Just because I am offended, that does not mean those who offend me should be sanctioned or give up their rights. I don’t need a safe space to protect my feelings.

I feel that the First Amendment gives people the right to sit down during the national anthem and it also allows burning the flag.

However, I would like to convey to those who would disrespect the anthem or the flag to think real hard about your actions.

To many in this country, including myself, the anthem and the flag are more than just a song or a piece of cloth. They are symbols that we and others hold dear. Many men and women gave their life in defense of these symbols and the country they represent.

Recently, I had the privilege to visit the National Military Cemetery for the Pacific and the USS Arizona Memorial in Hawaii.

The cemetery holds the remains of men and women killed in World War II, the Korean War and the Vietnam War. I found the grave of one young man who was killed on Dec. 7, 1941, when his ship was attacked by the Empire of Japan. He was 19 years old.

This cemetery has a memorial garden that contains the names of more than 28,000 men and women who died in combat but their final resting place is known only to God.

A majority of these are sailors and Marines whose ship or submarine was sunk, many of which have never been located.

Imagine the anguish of the families of these 28,000 men and women. They did not receive a body to properly bury. They only knew that their loved one was missing in action and presumed dead.

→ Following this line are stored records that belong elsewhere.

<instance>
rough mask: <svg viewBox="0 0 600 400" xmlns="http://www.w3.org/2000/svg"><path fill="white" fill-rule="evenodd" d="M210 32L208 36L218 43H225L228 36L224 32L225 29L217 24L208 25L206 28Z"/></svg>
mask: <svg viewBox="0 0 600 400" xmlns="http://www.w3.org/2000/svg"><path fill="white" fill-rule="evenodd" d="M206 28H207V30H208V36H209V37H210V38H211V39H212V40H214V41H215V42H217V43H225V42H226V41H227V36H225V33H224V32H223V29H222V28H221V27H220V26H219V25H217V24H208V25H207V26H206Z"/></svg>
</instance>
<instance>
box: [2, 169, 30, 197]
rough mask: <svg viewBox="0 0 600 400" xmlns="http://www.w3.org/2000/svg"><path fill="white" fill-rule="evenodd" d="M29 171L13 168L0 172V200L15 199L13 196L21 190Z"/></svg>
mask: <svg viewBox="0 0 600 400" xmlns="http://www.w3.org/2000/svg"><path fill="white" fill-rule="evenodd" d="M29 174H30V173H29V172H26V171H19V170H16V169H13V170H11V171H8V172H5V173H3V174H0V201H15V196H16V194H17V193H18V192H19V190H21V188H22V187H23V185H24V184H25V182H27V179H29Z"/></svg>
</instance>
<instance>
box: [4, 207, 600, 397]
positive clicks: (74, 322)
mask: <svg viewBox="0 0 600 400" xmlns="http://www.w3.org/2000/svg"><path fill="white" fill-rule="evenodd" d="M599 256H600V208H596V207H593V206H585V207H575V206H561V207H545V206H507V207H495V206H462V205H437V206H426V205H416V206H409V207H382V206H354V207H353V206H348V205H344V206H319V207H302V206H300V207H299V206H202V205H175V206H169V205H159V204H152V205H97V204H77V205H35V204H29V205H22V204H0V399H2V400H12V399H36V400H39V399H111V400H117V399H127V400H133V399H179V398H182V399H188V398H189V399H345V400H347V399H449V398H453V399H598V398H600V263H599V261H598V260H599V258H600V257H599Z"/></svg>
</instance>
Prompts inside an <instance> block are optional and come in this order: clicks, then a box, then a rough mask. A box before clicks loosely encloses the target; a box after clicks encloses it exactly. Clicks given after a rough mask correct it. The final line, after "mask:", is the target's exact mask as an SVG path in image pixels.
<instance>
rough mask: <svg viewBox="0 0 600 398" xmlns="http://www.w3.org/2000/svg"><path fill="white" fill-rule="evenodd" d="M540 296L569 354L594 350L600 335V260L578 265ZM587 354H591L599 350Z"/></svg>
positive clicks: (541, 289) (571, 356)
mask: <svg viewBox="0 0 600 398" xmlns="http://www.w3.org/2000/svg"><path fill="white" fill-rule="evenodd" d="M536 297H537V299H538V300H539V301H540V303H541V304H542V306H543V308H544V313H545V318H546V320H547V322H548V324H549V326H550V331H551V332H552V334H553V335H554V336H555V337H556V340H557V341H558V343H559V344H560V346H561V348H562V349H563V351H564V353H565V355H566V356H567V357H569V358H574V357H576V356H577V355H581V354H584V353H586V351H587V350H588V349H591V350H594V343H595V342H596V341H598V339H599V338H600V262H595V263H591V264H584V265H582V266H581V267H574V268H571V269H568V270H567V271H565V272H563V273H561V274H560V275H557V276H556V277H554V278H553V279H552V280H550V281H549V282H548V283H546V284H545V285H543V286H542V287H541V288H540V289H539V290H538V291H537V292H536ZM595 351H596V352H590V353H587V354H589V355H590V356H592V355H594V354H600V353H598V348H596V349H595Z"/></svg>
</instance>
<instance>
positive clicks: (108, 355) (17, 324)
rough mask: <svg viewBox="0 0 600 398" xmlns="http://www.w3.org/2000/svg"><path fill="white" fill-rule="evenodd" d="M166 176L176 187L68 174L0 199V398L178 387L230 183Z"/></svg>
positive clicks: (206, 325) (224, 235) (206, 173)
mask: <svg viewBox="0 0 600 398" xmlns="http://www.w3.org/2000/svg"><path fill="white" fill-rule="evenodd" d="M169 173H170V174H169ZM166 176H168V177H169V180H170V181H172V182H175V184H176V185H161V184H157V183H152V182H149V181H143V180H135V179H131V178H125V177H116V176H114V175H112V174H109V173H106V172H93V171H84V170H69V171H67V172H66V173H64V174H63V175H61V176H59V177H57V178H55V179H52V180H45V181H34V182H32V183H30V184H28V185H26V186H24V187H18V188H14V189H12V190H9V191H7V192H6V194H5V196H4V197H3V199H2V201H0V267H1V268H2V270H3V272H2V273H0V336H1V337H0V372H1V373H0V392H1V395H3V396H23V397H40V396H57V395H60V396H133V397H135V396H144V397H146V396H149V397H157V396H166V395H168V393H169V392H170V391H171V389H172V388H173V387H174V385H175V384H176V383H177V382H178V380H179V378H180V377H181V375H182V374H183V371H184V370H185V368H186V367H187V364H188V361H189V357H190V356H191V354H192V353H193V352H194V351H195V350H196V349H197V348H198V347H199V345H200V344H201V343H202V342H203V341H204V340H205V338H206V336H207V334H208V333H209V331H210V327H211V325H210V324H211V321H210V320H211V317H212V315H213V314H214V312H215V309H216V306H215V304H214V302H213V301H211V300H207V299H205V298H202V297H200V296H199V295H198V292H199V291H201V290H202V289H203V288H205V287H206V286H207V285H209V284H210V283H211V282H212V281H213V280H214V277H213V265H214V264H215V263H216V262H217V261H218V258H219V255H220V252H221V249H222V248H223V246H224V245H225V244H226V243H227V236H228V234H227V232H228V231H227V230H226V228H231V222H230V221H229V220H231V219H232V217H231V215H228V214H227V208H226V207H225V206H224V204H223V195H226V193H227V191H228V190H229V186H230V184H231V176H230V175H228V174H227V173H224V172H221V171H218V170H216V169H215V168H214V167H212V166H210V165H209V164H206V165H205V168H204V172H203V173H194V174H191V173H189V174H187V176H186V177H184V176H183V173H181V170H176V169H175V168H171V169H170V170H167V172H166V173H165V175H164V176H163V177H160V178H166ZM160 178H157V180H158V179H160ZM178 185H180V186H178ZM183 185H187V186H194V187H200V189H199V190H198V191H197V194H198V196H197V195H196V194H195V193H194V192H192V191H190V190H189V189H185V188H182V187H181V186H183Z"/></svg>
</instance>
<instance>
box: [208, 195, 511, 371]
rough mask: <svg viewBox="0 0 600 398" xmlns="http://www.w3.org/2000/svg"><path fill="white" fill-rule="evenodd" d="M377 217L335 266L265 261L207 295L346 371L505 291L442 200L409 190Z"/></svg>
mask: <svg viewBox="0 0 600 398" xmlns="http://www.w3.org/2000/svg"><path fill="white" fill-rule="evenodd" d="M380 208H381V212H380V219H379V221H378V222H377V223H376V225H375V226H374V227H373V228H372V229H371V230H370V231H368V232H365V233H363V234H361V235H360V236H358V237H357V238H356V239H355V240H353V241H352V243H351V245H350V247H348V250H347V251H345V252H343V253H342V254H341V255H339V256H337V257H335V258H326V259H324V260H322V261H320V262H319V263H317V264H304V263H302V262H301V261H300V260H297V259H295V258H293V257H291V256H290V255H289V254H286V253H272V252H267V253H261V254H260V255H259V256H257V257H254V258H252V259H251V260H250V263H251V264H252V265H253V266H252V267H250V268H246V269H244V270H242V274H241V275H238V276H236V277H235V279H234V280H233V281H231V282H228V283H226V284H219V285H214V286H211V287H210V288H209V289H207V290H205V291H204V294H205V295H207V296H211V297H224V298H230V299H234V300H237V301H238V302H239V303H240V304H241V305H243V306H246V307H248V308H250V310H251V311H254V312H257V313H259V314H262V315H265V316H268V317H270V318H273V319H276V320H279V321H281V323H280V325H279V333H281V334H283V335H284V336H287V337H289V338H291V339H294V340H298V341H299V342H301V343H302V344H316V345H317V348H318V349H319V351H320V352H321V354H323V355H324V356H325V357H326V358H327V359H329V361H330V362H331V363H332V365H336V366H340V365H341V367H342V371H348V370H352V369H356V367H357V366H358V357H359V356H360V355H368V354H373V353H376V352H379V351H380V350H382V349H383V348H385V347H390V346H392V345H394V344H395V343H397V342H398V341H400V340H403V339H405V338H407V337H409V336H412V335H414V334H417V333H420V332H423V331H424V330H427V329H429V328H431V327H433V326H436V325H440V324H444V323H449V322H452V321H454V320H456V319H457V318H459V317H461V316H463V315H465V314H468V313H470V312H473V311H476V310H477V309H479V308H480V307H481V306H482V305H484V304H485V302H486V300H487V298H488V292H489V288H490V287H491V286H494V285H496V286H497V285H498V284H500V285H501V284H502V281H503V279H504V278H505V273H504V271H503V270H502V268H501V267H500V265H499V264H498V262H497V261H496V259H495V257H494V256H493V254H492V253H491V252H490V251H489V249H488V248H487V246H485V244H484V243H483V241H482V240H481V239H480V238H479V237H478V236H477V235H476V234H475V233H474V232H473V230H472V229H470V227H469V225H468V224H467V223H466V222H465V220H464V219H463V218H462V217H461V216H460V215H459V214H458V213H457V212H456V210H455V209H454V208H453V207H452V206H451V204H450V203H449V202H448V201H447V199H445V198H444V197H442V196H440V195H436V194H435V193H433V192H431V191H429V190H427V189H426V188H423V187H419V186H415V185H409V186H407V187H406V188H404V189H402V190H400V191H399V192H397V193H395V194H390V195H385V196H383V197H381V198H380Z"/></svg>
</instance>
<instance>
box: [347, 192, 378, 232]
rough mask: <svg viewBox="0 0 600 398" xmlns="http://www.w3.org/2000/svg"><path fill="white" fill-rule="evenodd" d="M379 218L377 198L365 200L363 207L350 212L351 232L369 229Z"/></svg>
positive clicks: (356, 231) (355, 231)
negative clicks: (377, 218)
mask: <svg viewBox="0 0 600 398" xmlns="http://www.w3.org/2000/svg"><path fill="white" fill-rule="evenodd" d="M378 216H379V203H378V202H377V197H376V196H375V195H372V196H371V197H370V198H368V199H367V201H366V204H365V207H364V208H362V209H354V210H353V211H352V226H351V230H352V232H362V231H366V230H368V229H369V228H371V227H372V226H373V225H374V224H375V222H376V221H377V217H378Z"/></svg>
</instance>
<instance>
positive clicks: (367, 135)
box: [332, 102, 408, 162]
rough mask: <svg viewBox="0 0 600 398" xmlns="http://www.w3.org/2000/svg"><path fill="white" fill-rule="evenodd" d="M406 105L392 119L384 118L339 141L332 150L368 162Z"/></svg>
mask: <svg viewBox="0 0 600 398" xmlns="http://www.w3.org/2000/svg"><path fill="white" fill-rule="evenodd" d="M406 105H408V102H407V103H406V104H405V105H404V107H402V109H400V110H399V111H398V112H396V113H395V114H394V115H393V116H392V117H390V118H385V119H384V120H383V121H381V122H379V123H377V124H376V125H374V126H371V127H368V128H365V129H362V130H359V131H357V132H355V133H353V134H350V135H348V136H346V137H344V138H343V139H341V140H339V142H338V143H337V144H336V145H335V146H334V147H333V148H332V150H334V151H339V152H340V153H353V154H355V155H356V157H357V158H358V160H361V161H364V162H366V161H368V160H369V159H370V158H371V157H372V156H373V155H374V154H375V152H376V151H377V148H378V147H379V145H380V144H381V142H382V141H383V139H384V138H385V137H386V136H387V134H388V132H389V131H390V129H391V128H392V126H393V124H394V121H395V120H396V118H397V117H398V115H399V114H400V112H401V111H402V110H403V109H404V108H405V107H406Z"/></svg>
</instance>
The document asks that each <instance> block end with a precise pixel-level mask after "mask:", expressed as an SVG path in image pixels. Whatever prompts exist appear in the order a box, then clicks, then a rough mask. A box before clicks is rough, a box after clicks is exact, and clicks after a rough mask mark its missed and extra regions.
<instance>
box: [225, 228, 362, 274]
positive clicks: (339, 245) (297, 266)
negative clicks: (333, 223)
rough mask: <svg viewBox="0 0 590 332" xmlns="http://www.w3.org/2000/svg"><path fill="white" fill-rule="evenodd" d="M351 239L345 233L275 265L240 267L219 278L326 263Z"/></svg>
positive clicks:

At the USS Arizona Memorial, that wreck still contains the remains of more than 1,100 men who died on that beautiful Sunday morning in December of 1941.

Near the Arizona is a memorial for the over 400 sailors and Marines that perished on board the USS Oklahoma.

On the other side of Ford Island lies the capsized wreck of the USS Utah. Fifty-eight men died that day.

If you want to kneel during the anthem or disrespect our flag, remember those who died before you disrespect their memories.